Minggu, 05 September 2010

judulnya?

Ketika membaca novel Negeri 5 Menara, aku terhenti pada halaman dimana syair taubat Abu Nawas yang tertulis rapi dalam dua lembar salah satu bab novel ini. Memang sebelumnya aku sudah sering melantunkan syair ini. Namun baru kali ini hati terhenyak merasakan betapa dalam makna syair gubahan Si Abu Nawas yang lebih kita kenal sebagai “penghibur” Sultan Harun Arrasyid.
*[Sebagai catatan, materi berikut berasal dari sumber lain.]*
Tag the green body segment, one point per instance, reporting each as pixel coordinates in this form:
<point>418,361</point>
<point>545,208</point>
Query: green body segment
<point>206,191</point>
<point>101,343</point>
Ilahi lastu lilfirdausi ahla,
Walaa aqwa ‘ala naaril jahiimi
Fahabli taubatan waghfir dzunubi,
Fainnaka ghafirudz-dzanbil ‘adzimi..
Dzunubi mitslu a’daadir-rimali,
Fahabli taubatan ya Dzal Jalaali,
Wa ‘umri naqishu fi kulli yaumi,
Wa dzanbi zaaidun kaifahtimali,
Ilahi ‘abdukal ‘aashi ataak,
Muqirron bi dzunubi Wa qad di’aaka
Fain taghfir fa anta lidzaka ahlun,
Wain tadrud faman narju siwaaka
Yang artinya kurang lebih seperti ini :
Wahai Tuhanku…aku sebetulnya tak layak masuk surgaMu,
Tapi…aku juga tak sanggup menahan amuk nerakaMu,
Karena itu mohon terima taubatku ampunkan dosaku,
Sesungguhnya Engkaulah maha pengampun dosa-dosa besar
Dosa-dosaku bagaikan bilangan butir pasir
Maka berilah ampunan oh Tuhanku yang Maha Agung
Setiap hari umurku terus berkurang
Sedangkan dosaku terus menggunung,
Bagaimana aku menanggungkannya
Wahai Tuhan,hambamu yang pendosa ini
Datang bersimpuh kehadapanMu
Mengakui segala dosaku
Mengadu dan memohon kepadaMu
Kalau Engkau ampuni itu karena Engkau sajalah
Yang bisa mengampun
Tapi kalau tolak, kepada siapa lagi kami mohon ampun
Selain kepada Mu?
Tak bermaksud apa-apa hanya hamba yang dhaif ini ingat akan pesan dari Al-Quran surat Al-‘Ashr yang menasihatkan kita untuk saling mengingatkan dalam hal kebenaran dan kesabaran. Wallohu a’lam.